The lockout marks the first work stoppage in MLB since the players’ strike of 1994-95.
That dispute forced a premature end to the season, delayed the start of the following year’s campaign and turned off fans, with attendances plummeting when play finally resumed.
“The shutdown is a dramatic measure, regardless of the timing,” the players’ association (MLBPA) said.
“It was the owners’ choice, plain and simple, specifically calculated to pressure players into relinquishing rights and benefits and abandoning good faith bargaining proposals.
“These tactics are not new. We have been here before, and players have risen to the occasion time and again — guided by a solidarity that has been forged over generations. We will do so here again.”
Among the main problem areas, media reports said, were owners and players not agreeing on service time toward free agency, playoff expansion, a luxury tax and possible salary floor, and several proposed rule changes.
ESPN reported that the league had offered to remove direct draft-pick compensation and suggested a draft lottery to disincentivize teams from ‘tanking’ to get a higher draft position.

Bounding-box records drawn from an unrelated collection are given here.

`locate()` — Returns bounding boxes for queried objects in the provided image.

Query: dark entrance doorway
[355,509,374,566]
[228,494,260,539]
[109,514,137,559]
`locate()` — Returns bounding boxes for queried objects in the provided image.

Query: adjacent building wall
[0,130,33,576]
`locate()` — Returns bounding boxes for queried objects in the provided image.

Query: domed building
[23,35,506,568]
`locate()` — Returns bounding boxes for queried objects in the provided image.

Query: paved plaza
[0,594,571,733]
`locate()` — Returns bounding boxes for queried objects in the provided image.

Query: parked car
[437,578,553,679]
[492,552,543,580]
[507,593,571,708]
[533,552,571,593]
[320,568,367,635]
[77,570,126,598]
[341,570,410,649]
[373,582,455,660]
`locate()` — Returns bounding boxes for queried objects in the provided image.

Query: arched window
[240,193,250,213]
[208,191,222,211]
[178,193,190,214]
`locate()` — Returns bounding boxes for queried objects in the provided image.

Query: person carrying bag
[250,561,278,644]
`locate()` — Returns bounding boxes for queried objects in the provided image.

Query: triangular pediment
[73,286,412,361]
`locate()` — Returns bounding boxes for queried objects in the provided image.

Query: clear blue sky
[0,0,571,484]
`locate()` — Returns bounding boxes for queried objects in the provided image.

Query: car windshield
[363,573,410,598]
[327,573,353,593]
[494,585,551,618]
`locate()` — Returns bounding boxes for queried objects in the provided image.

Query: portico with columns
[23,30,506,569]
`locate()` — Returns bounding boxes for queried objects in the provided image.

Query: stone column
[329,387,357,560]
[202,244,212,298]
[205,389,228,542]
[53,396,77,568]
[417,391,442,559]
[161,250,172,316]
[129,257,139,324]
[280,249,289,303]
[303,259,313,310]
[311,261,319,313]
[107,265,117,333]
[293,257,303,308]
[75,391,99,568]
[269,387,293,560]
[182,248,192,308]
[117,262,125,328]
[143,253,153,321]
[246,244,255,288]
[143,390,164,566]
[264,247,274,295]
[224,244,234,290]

Manfred said MLB had offered to establish a minimum payroll for all clubs, allow the majority of players to reach free agency earlier, and boosting compensation for all young players including increases in the minimum salary.
“When negotiations lacked momentum, we tried to create some by offering to accept the universal designated hitter, to create a new draft system using a lottery similar to other leagues, and to increase the competitive balance tax threshold that affects only a small number of teams,” he added.
“To be clear: this hard but important step does not necessarily mean games will be canceled.”
The 2022 season is not scheduled to begin until March while players are scheduled to report to ‘Spring Training’ in mid-February.